BETHESDA, MD. – Palliative care, once limited to the last days before death, is ripe for research and essential to improving patient quality of life both in and out of the hospital, according to speakers at a summit sponsored by the National Institute of Nursing Research and National Institutes of Health partners.
Dr. Ira R. Byock
"We have to put the clinician back in the mix," Dr. Ira R. Byock, professor of anesthesiology and director of palliative medicine at Dartmouth Medical School in Hanover, N.H., said in the opening keynote address.
According to several speakers at the meeting, putting the clinician back in the mix may mean changing the thinking about palliative care from something that begins in the last days of life to something started as early as a patient’s first day of a cancer diagnosis, as well as making it easier for clinicians to explore palliative care strategies.
One route to improving palliative care is through rigorous research in both inpatient and outpatient settings to see what works, according to Dr. Jennifer S. Temel, clinical director of thoracic oncology at Massachusetts General Hospital in Boston.
Dr. Temel made the case for the value of palliative care research when she discussed her recent study of early palliative care for patients with advanced lung cancer (N. Engl. J. Med. 2010;363:733-42).
Chemotherapy can improve symptoms, "but the problem is that patients are trading off their cancer symptoms for chemotherapy-related symptoms (fatigue, nausea, neuropathy), so overall physical quality of life is not significantly changed," she said.
In a randomized, controlled trial of 151 adults with metastatic non–small cell lung cancer, patients who received palliative care soon after their diagnoses had significantly less depression and anxiety, compared with controls. Another significant finding: The median survival was longer among patients in the early palliative care group, compared with controls (11.6 months vs. 8.9 months; P = .02).
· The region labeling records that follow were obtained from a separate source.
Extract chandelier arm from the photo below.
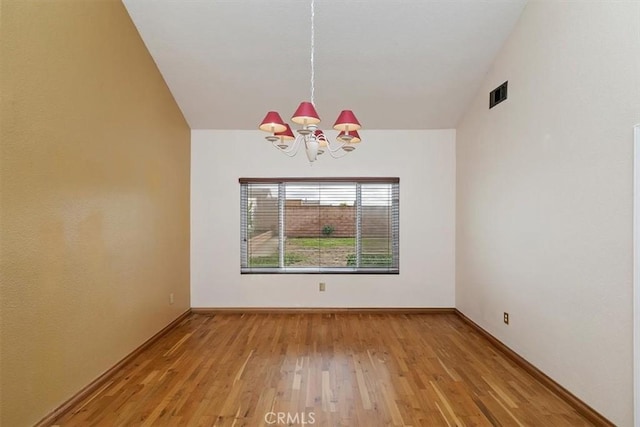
[327,140,347,154]
[325,143,349,159]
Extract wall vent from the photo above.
[489,81,509,108]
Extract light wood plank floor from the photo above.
[56,313,590,427]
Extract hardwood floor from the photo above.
[54,313,591,427]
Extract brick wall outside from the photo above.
[254,199,389,238]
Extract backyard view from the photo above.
[249,237,391,267]
[243,182,397,270]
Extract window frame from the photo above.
[238,177,400,275]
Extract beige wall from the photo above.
[456,1,640,426]
[0,0,190,427]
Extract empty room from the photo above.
[0,0,640,427]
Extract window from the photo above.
[240,178,400,274]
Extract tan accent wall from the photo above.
[0,0,190,427]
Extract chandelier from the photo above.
[259,0,360,163]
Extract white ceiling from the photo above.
[123,0,526,129]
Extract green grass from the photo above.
[287,237,356,248]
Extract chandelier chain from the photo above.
[311,0,316,105]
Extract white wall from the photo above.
[191,130,455,307]
[456,1,640,426]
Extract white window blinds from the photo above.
[240,178,400,274]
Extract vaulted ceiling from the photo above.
[123,0,526,129]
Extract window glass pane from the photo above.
[246,184,279,267]
[284,183,355,268]
[240,178,399,273]
[360,184,393,267]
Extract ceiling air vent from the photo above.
[489,81,509,108]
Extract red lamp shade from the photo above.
[259,111,287,133]
[333,110,361,132]
[336,130,361,144]
[274,123,296,141]
[291,101,320,125]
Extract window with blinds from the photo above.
[240,178,400,274]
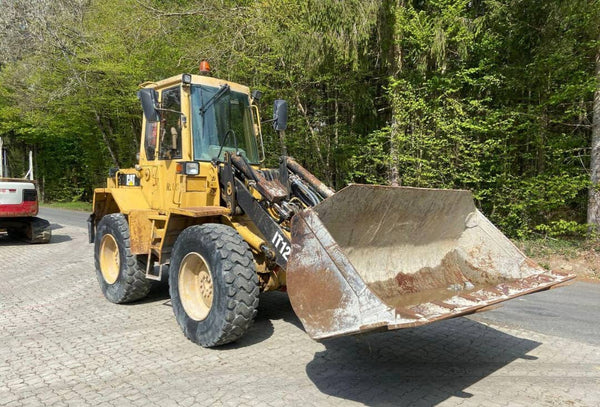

Patients with advanced illnesses suffer from both physical and psychological symptoms, Dr. Temel said.
Dr. Temel’s findings suggest that early palliative care can be used in conjunction with chemotherapy, and cancer patients could be managed jointly in an oncology and clinic setting. However, more research is needed to support and expand her findings.
To help promote and enhance additional research in the field of palliative care, Dr. Amy P. Abernethy, an oncologist at Duke University Medical Center in Durham, N.C., described the creation of the U.S. Palliative Care Research Cooperative (PCRC) group. Dr. Abernethy is the coprincipal investigator of the PCRC, which was established in 2010 and funded by the National Institute of Nursing Research. The PCRC is currently establishing research protocols and procedures through which palliative care researchers will be able to suggest topics and submit grant applications, said Dr. Abernethy. "We must focus our scope, choose studies carefully, and do them well," she said.